He also wants to double the size of the aviation school.
“In less than 10 years, there’s going to be a shortage of 100,000 pilots. Most of our students leave as flight instructor, and to get needed hours to fly go to regional carriers, then major carriers—their signing bonuses are going from $20,000 to $50,000 because of retirements,” said Dr. Davis. “And it’s not just pilots. It’s air traffic control. There’s s not a tower in the country that doesn’t have one of our graduates in it. The federal government school in Oklahoma has more students from our college than any in the nation. We have people all over the world working. And where do they send their kids when it’s time for college? They send them back here.”
And all of these programs—process technology, criminal justice, nursing and aviation—are growing because of the Pell Grant program that funds the college’s High School Academies, which allows high school juniors and seniors to earn a year’s worth of college credit. Currently, 54 school districts across southwestern Pennsylvania take part in the program.

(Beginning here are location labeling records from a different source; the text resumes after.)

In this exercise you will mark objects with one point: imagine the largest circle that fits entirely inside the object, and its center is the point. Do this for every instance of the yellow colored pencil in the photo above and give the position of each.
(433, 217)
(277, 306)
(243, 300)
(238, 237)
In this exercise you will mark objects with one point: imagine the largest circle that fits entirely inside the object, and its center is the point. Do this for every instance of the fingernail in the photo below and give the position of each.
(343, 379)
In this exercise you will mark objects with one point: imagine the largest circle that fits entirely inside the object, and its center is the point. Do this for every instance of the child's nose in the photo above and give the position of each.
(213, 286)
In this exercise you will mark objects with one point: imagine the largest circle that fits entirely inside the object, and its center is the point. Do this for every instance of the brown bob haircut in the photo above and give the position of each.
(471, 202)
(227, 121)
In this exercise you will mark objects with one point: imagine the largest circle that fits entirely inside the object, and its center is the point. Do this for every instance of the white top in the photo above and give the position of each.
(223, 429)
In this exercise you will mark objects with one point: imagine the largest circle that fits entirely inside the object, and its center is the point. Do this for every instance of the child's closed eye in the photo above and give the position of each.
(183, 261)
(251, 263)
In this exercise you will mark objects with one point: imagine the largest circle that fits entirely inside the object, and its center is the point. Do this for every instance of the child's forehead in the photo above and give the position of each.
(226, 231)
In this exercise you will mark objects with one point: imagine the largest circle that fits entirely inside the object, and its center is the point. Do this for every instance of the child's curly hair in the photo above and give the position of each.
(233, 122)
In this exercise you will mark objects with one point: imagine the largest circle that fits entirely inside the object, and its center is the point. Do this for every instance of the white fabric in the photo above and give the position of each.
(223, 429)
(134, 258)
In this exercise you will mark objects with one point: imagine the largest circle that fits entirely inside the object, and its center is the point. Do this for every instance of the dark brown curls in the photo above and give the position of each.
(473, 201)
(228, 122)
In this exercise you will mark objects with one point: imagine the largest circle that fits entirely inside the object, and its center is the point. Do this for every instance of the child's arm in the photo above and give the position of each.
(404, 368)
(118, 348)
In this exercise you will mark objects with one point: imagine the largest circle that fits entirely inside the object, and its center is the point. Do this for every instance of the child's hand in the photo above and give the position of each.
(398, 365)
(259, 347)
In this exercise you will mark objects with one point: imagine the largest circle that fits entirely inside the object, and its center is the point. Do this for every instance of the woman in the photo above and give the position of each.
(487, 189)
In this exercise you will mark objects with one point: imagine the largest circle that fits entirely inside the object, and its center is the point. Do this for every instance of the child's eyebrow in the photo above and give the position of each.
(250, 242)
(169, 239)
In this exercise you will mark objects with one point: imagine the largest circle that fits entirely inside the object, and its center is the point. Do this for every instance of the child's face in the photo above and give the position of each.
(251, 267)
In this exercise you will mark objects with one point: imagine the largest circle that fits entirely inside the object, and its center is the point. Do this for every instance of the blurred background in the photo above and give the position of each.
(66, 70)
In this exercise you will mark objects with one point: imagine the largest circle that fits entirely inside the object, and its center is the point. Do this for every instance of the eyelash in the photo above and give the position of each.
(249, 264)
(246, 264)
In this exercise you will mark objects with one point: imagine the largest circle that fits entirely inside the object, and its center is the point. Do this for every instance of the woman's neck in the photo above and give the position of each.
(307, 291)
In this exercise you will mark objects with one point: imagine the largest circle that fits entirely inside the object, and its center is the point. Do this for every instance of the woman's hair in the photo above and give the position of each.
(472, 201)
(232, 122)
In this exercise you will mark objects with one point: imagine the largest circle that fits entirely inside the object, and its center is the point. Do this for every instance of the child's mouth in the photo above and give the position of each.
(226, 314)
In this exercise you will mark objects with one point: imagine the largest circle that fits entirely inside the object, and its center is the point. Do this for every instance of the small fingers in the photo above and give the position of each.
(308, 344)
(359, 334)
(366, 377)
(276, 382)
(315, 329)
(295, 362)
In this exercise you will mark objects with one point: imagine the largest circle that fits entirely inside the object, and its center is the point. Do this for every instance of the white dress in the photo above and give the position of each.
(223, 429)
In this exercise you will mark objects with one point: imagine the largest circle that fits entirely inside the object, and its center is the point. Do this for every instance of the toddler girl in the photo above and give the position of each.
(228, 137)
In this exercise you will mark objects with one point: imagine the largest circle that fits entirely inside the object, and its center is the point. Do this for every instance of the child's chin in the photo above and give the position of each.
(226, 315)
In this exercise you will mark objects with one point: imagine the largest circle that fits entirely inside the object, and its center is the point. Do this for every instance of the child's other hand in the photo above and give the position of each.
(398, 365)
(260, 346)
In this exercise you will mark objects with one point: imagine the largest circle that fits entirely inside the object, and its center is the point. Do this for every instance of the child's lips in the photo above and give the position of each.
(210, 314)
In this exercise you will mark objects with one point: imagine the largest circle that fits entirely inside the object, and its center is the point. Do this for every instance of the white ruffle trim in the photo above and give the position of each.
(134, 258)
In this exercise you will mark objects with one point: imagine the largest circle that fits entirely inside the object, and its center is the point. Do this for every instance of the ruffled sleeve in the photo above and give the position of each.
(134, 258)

There are challenges though, Dr. Davis said. Getting students, particularly poor and non-traditional students who use public transportation to the college and back, is one of them. The Beaver County Transit Authority has only three routes, runs a very limited schedule and is planning service cuts.
“You can’t have a vibrant county without good public transportation. We have evening classes, so we sent some folks to testify at the last meeting,” he said. “But it can’t be all on them. I think Higher Ed has to evolve, so we’re looking at satellite locations. We won’t need a lot of space, a couple classrooms. But I think we need to go where the people are.”
That’s worked out for him, Dr. Davis said. At age 49, after 20 years—and several moves—in higher education, he’s where he wanted to be.
“I always wanted to be a president—I just didn’t think it would be here. But I’m glad it is,” he said. “This was the warmest welcome I’ve ever received when I came here—especially after New York. Nobody talks to you in New York. My first day here a woman starts up a conversation in Kuhn’s market. It feels right here—I’m in three tennis leagues, there’s great food—an awesome soul food place in Ambridge, Annie Lee’s Southern Kitchen—people are social, they’re happy. It’s just great to be in a place where humanity is celebrated.”